Gauss was the originator of differential geometry, and therefore tensor calculus originated with Gauss. Gauss showed that the curvature of a surface could be derived from the intrinsic properties of the surface without reference to the external three-dimensional space.
• December 14th, 2013, 05:41 AM
Sealeaf
"Suppose that there exists a way to cut a sphere such that it can be laid flat on a plane, and that all straight lines remain straight lines, and all areas, lengths, and angles remain the same. We are also going to
assume that the flattened map can be folded back up into a sphere also" That is a pretty exact statement of what can't be done.
• December 14th, 2013, 04:46 PM
GiantEvil
Quote:

Originally Posted by KJW
Quote:

Originally Posted by Markus Hanke
I don't know what Gauss's original proof was; I would simply parallel-transport a tangent vector around a small enough, closed path on the surface in question - if the transported vector is the same as the original vector after going around the loop, then the surface is flat on that patch, and is hence isomorphic to a flat plane. If not, then not. To make it even simpler than that, I would ask myself whether or not the covariant derivatives of a tangent vector taken in each direction commute or not; the "proof" then essentially becomes a one-liner :)

Gauss was the originator of differential geometry, and therefore tensor calculus originated with Gauss. Gauss showed that the curvature of a surface could be derived from the intrinsic properties of the surface without reference to the external three-dimensional space.
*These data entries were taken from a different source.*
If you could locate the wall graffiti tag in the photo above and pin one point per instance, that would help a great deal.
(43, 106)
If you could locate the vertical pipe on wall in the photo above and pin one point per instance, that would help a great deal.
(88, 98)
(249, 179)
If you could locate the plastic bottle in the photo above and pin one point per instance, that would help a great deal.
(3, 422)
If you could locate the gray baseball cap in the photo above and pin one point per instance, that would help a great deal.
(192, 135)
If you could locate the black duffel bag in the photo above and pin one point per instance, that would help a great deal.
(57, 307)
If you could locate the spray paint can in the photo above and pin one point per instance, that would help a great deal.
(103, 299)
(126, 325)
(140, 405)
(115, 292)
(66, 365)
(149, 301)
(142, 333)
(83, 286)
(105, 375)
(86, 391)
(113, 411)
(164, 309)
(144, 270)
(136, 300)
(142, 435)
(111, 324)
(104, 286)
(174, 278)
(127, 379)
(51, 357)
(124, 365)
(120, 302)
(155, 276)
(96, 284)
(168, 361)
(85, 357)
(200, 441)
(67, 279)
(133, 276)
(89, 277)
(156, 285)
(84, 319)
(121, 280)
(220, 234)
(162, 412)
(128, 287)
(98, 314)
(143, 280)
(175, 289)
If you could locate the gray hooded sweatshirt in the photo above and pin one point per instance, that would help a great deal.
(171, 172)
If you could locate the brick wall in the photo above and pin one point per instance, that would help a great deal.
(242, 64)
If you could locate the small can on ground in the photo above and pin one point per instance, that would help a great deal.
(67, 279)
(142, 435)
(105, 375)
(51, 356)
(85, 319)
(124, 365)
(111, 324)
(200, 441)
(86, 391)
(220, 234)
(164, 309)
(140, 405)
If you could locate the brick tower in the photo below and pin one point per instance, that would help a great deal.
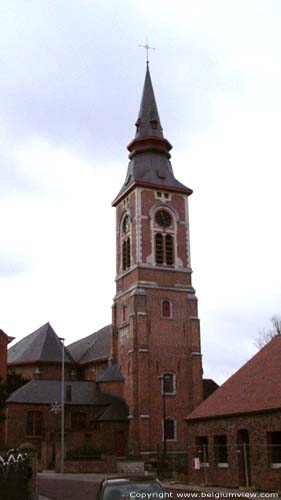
(155, 324)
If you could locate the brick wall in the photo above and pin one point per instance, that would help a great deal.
(261, 473)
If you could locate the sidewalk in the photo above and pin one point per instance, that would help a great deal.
(196, 491)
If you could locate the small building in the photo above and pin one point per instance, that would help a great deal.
(236, 432)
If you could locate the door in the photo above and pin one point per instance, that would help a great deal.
(243, 455)
(119, 443)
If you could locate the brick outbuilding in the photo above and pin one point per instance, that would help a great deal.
(236, 432)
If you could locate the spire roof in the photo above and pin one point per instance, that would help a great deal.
(149, 151)
(148, 122)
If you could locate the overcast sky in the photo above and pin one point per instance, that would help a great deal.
(70, 87)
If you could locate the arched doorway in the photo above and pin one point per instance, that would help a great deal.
(243, 456)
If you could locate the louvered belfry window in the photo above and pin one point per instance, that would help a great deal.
(159, 248)
(126, 254)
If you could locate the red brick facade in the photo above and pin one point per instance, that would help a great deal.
(146, 343)
(254, 462)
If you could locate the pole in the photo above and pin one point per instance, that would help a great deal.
(205, 458)
(62, 409)
(164, 419)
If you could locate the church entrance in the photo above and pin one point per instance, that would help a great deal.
(243, 455)
(119, 443)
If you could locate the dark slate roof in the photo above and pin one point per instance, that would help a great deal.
(111, 374)
(148, 111)
(256, 387)
(209, 386)
(95, 346)
(43, 345)
(83, 393)
(149, 159)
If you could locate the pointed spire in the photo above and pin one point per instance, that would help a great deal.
(149, 150)
(148, 122)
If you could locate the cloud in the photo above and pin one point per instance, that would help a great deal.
(13, 265)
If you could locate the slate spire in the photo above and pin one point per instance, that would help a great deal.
(148, 122)
(149, 156)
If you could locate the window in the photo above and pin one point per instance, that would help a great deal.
(159, 248)
(168, 383)
(126, 254)
(124, 313)
(220, 444)
(125, 228)
(68, 393)
(202, 448)
(169, 250)
(78, 421)
(166, 309)
(169, 430)
(274, 442)
(164, 238)
(34, 423)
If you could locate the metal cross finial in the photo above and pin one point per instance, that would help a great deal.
(147, 48)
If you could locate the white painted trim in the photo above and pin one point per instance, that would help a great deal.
(175, 430)
(171, 309)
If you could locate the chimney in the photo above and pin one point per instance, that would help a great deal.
(4, 341)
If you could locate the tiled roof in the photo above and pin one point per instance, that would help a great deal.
(95, 346)
(256, 387)
(82, 393)
(111, 374)
(42, 345)
(148, 111)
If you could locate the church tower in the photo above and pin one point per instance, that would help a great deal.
(156, 335)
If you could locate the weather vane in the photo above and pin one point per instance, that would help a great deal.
(147, 48)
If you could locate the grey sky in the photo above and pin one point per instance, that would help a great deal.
(70, 87)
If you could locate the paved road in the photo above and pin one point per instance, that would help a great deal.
(64, 489)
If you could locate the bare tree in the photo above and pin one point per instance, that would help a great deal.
(266, 334)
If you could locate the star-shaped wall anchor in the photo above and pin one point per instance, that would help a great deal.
(56, 407)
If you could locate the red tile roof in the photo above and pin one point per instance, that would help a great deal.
(254, 387)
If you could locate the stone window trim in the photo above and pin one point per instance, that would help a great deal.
(172, 377)
(202, 450)
(34, 423)
(124, 313)
(274, 449)
(164, 238)
(163, 315)
(220, 450)
(175, 430)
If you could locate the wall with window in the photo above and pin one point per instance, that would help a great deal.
(221, 440)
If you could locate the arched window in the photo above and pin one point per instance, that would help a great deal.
(126, 243)
(159, 248)
(34, 423)
(168, 383)
(169, 249)
(124, 313)
(164, 238)
(166, 309)
(78, 420)
(170, 429)
(126, 254)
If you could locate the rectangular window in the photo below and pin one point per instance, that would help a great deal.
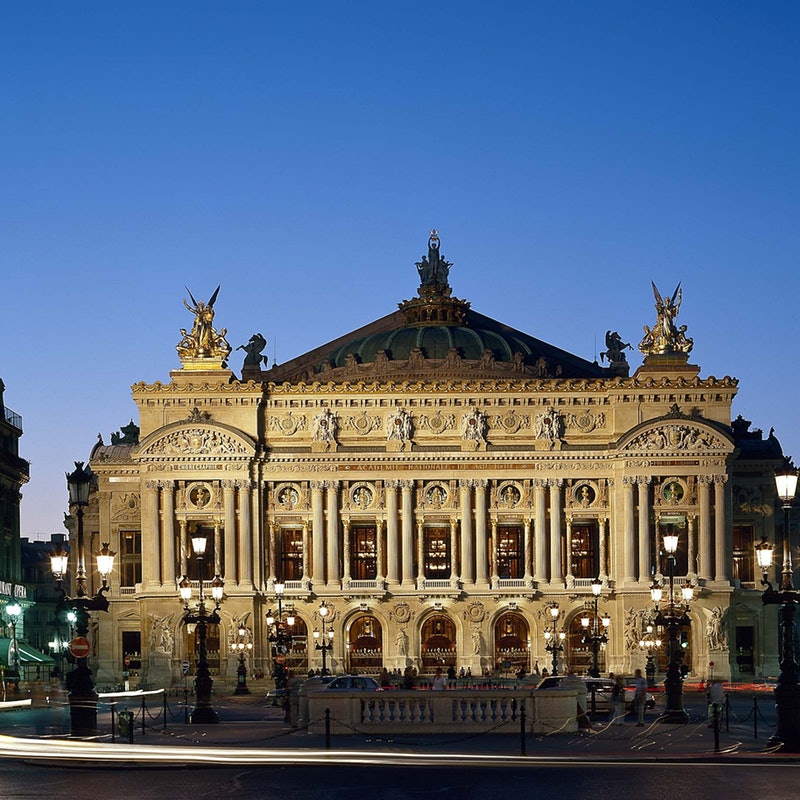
(291, 554)
(363, 553)
(744, 553)
(130, 558)
(584, 556)
(436, 553)
(509, 552)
If we assume an infinite S^2 surface, then any arbitrary finite interval of coordinates would show a flat topology?
• December 14th, 2013, 05:38 PM
KJW
Quote:

Originally Posted by GiantEvil
Quote:

Originally Posted by KJW
Gauss was the originator of differential geometry, and therefore tensor calculus originated with Gauss. Gauss showed that the curvature of a surface could be derived from the intrinsic properties of the surface without reference to the external three-dimensional space.

If we assume an infinite S^2 surface, then any arbitrary finite interval of coordinates would show a flat topology?

I should remark at the outset that Gauss's Theorema Egregium (which this thread is about) is not the same as the Gauss-Bonnet theorem (which pertains to topology). When it comes to the surface integral of the curvature, which is invariant to continuous deformations of the interior region, and therefore a topological invariant, what happens at the boundary is an important consideration. Thus, if we have a topologically flat surface, for which the integral of the curvature over the entire surface is zero, the integral over a finite area of the surface need not be zero. It should be clear that if we remove a small area from a sphere, the integral of the curvature over the remaining part of the sphere will not be zero, and therefore that part of the sphere cannot be continuously deformed to a flat surface. The obstruction to this is the neighbourhood of the boundary of the removed region.
• December 14th, 2013, 09:50 PM
RedPanda
Quote:

Originally Posted by anticorncob28
Suppose that there exists a way to cut a sphere such that it can be laid flat on a plane, and that all straight lines remain straight lines, and all areas, lengths, and angles remain the same.

And if that sphere was a knitted kitten, it would make a very cosy pet.